Moraes já havia sido alvo uma invasão hacker nos sistemas do órgão. Na ocasião, o hacker Walter Delgatti Neto expediu, a mando da então deputada Carla Zambelli (PL-SP), um mandado de prisão falso contra o ministro, assinado pelo próprio magistrado. Os dois foram condenados pelo caso pelo Supremo. “Expeça-se o mandado de prisão em desfavor de mim mesmo, Alexandre de Moraes. Publique-se, intime-se e faz o L”, dizia um trecho do documento fake de 2023.

À reportagem, o CNJ informou que o episódio comunicado nesta quinta não se trata de uma invasão hacker, mas sim de um uso indevido do sistema. “As ações foram realizadas por meio de credenciais de acesso comprometidas, pertencentes a usuários de tribunais, em decorrência de roubo de credenciais, utilizadas de forma indevida no sistema. Não houve invasão, violação ou comprometimento dos sistemas do CNJ. A alteração não resultou na expedição de mandados contra as autoridades mencionadas. O incidente foi identificado, tratado e os dados foram devidamente corrigidos”, informou o órgão por meio de nota.

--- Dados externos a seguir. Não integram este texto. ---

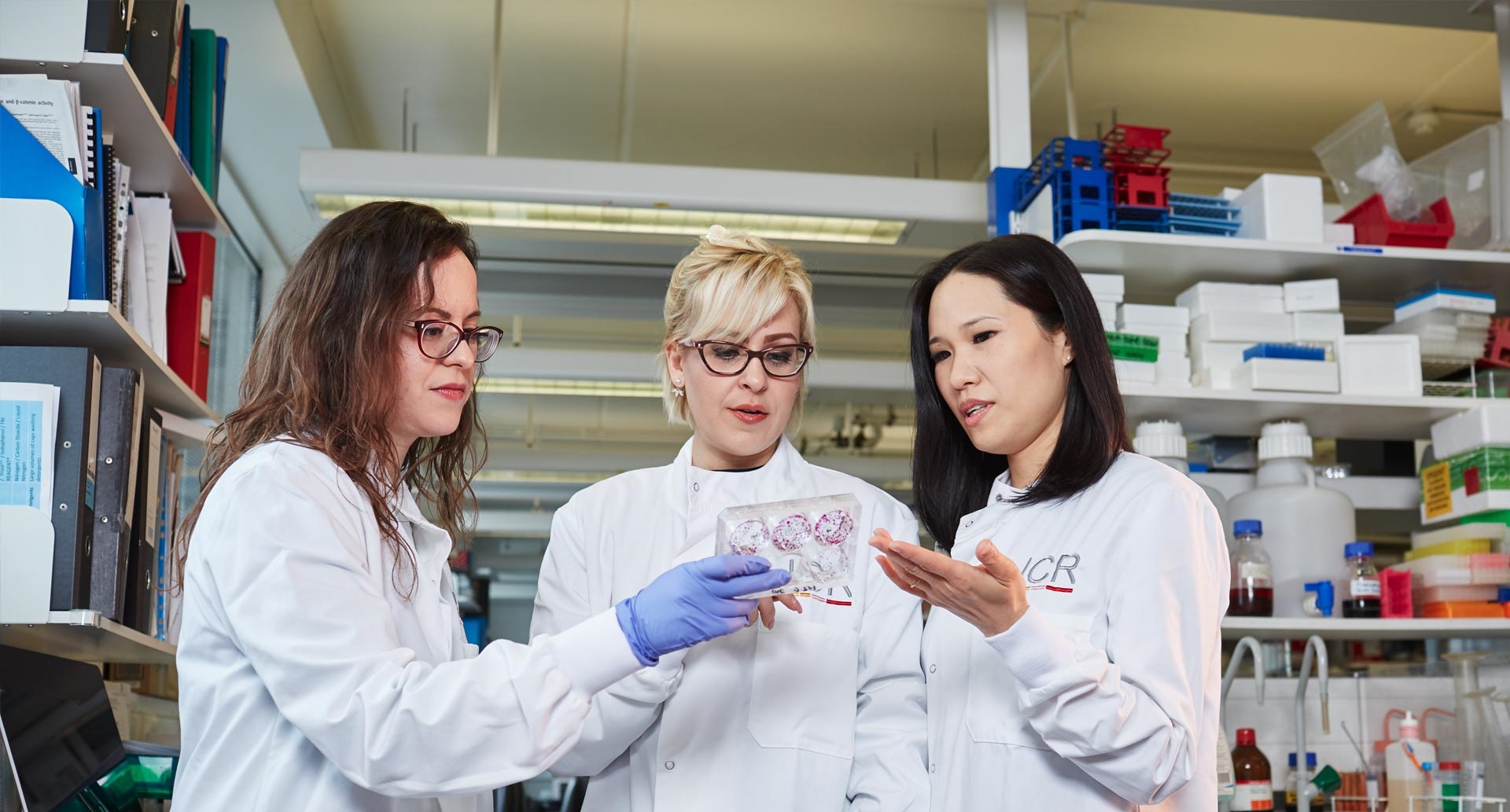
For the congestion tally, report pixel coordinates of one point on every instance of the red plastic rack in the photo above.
(1134, 147)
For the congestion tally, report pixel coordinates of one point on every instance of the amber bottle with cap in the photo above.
(1255, 787)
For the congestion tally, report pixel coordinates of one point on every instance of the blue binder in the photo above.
(29, 171)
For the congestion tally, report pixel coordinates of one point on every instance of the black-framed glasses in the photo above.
(440, 339)
(725, 358)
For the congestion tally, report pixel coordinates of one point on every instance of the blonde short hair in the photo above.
(725, 290)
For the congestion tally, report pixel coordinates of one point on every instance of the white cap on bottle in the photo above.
(1409, 726)
(1283, 439)
(1160, 438)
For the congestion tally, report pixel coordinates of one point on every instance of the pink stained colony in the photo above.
(749, 538)
(792, 533)
(834, 527)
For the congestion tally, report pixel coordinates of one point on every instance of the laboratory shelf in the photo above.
(88, 636)
(1328, 415)
(1160, 266)
(95, 323)
(1365, 492)
(1344, 628)
(139, 136)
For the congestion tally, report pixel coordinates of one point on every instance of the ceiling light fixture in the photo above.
(639, 198)
(566, 387)
(639, 221)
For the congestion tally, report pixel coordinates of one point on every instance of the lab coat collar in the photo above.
(704, 494)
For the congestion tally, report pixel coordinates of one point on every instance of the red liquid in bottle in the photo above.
(1250, 603)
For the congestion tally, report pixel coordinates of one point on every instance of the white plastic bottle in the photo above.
(1406, 779)
(1165, 439)
(1303, 524)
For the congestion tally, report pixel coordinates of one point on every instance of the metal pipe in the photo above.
(1070, 77)
(495, 85)
(1252, 646)
(1316, 651)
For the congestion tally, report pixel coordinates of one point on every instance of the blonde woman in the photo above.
(822, 711)
(322, 663)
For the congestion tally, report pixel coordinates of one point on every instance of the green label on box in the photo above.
(1480, 470)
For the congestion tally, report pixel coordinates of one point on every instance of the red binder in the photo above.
(189, 311)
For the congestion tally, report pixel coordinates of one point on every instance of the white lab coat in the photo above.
(307, 681)
(823, 713)
(1104, 695)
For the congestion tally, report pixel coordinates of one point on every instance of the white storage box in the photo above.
(1165, 316)
(1109, 287)
(1285, 375)
(1385, 366)
(1175, 367)
(1493, 531)
(1231, 298)
(1134, 372)
(1313, 295)
(1472, 429)
(1319, 326)
(1257, 328)
(1467, 301)
(1339, 234)
(1219, 377)
(1283, 208)
(1109, 311)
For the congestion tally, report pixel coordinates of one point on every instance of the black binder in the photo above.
(142, 560)
(106, 26)
(76, 372)
(154, 49)
(115, 488)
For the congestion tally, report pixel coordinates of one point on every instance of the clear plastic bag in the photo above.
(812, 539)
(1364, 159)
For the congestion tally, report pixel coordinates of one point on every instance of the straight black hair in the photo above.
(950, 476)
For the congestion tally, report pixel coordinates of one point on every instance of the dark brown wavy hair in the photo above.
(321, 361)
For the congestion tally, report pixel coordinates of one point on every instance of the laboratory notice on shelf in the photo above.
(28, 436)
(47, 109)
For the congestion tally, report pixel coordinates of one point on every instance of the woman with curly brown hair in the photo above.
(322, 661)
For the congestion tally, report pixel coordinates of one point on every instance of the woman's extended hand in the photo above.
(768, 608)
(989, 597)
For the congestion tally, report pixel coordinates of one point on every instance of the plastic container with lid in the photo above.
(1362, 157)
(1165, 439)
(1255, 787)
(1305, 526)
(1362, 582)
(1296, 779)
(1403, 759)
(1252, 590)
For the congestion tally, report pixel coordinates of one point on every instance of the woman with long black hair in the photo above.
(1074, 649)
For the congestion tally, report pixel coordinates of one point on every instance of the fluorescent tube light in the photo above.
(639, 221)
(566, 387)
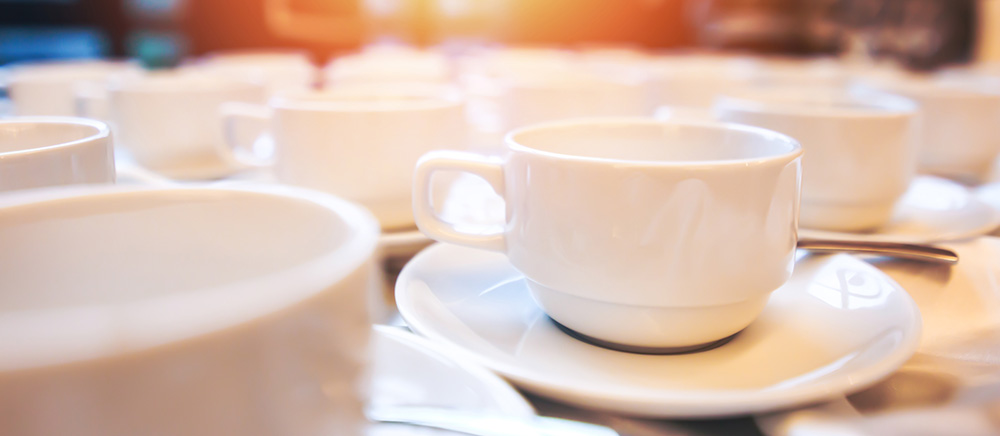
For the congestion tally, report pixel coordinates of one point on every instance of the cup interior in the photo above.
(129, 246)
(655, 143)
(24, 135)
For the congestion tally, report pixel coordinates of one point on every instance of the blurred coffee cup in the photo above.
(957, 137)
(359, 142)
(635, 232)
(169, 122)
(48, 151)
(49, 88)
(184, 310)
(859, 150)
(278, 71)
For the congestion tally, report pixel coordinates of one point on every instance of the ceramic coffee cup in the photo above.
(860, 151)
(956, 136)
(359, 142)
(278, 71)
(47, 151)
(656, 236)
(548, 94)
(49, 88)
(184, 311)
(169, 122)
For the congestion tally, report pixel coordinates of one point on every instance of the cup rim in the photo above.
(94, 338)
(103, 131)
(795, 149)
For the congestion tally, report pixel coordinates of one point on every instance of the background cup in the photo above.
(195, 311)
(169, 122)
(48, 151)
(860, 151)
(278, 71)
(359, 142)
(638, 232)
(957, 122)
(50, 88)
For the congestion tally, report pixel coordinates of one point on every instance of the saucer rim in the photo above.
(667, 403)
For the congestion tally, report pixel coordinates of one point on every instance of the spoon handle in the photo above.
(925, 253)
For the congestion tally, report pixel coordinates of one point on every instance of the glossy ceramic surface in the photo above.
(956, 136)
(362, 146)
(249, 314)
(278, 71)
(931, 210)
(408, 370)
(837, 326)
(49, 151)
(169, 122)
(859, 151)
(50, 88)
(622, 224)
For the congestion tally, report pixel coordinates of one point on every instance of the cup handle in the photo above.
(489, 168)
(245, 125)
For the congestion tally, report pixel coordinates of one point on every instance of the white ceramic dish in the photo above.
(838, 326)
(932, 210)
(411, 371)
(954, 372)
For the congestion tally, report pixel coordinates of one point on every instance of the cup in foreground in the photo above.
(48, 151)
(636, 232)
(195, 310)
(860, 150)
(359, 142)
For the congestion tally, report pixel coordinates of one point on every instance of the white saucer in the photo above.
(402, 243)
(411, 371)
(932, 210)
(838, 326)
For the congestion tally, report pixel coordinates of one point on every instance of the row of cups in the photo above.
(223, 310)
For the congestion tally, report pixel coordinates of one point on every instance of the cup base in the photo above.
(656, 329)
(636, 349)
(841, 217)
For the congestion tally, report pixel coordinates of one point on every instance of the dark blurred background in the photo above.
(922, 34)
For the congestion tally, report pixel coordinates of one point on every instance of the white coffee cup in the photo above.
(49, 88)
(637, 232)
(957, 131)
(170, 122)
(860, 150)
(184, 311)
(278, 71)
(48, 151)
(360, 142)
(695, 80)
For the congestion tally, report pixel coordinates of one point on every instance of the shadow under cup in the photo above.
(649, 236)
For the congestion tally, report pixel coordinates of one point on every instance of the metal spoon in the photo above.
(484, 423)
(924, 253)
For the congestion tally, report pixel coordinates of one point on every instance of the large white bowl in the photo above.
(183, 311)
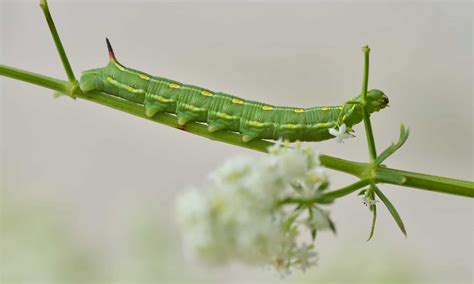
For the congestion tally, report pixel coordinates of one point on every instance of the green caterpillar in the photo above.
(225, 112)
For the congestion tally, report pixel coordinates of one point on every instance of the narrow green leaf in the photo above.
(391, 209)
(373, 208)
(404, 132)
(332, 226)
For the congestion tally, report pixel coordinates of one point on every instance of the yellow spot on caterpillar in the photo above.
(162, 99)
(237, 101)
(120, 67)
(206, 93)
(174, 86)
(255, 123)
(291, 126)
(194, 108)
(226, 116)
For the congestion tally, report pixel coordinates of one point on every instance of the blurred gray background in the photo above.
(93, 173)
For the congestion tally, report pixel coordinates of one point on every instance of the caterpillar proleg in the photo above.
(220, 111)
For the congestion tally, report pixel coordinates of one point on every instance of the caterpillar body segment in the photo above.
(223, 111)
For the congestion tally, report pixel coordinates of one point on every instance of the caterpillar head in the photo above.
(376, 100)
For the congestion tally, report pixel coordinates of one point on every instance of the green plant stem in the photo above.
(329, 196)
(412, 179)
(57, 41)
(365, 112)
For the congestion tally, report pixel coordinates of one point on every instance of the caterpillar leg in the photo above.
(215, 127)
(152, 109)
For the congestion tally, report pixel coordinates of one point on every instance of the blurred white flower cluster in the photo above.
(252, 210)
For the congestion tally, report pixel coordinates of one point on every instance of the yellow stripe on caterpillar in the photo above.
(237, 101)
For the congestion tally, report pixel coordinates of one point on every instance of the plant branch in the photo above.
(57, 41)
(381, 174)
(365, 113)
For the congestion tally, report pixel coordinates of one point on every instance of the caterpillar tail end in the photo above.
(110, 49)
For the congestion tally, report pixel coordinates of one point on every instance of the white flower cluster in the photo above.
(240, 214)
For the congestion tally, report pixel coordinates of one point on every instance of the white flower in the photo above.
(305, 256)
(318, 220)
(340, 133)
(237, 215)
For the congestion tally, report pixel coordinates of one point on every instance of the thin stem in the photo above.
(57, 41)
(346, 190)
(367, 123)
(324, 198)
(431, 182)
(412, 179)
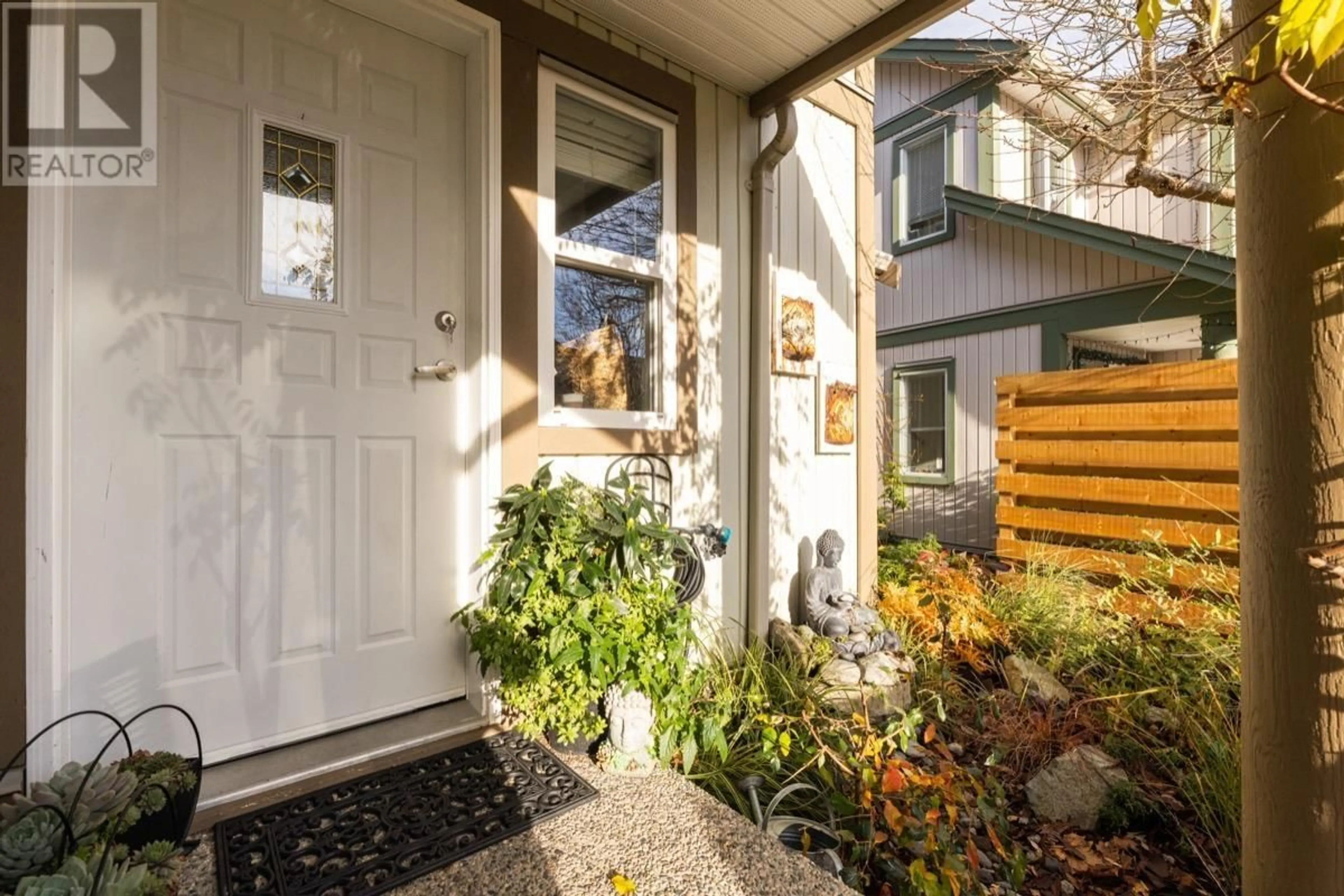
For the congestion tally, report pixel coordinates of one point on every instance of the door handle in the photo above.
(441, 369)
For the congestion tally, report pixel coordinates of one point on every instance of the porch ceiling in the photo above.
(749, 45)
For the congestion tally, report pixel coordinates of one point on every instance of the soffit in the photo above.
(744, 45)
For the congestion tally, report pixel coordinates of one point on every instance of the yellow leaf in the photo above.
(1150, 16)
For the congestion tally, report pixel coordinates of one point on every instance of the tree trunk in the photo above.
(1291, 339)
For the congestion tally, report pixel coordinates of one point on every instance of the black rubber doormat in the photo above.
(382, 831)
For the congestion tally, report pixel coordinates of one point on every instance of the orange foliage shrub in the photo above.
(944, 608)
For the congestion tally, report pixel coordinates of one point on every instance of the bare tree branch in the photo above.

A reportagem tentou contato com o gabinete de Moraes e com a Presidência da República, mas não obteve resposta até a publicação deste texto. O espaço segue aberto.

Delgatti está em regime semiberto e Zambelli, presa na Itália

Moraes autorizou neste mês o hacker Walter Delgatti Neto a progredir do regime fechado para o regime semiaberto no cumprimento de sua pena. Delgatti cumpre pena de oito anos e três meses de prisão pela invasão dos sistemas do CNJ, a mando de Zambelli.

Já a ex-deputada aguarda, presa na Itália, decisão sobre sua extradição ao Brasil. A Justiça da Itália adiou nesta terça-feira, 20, o julgamento dela pela quarta vez.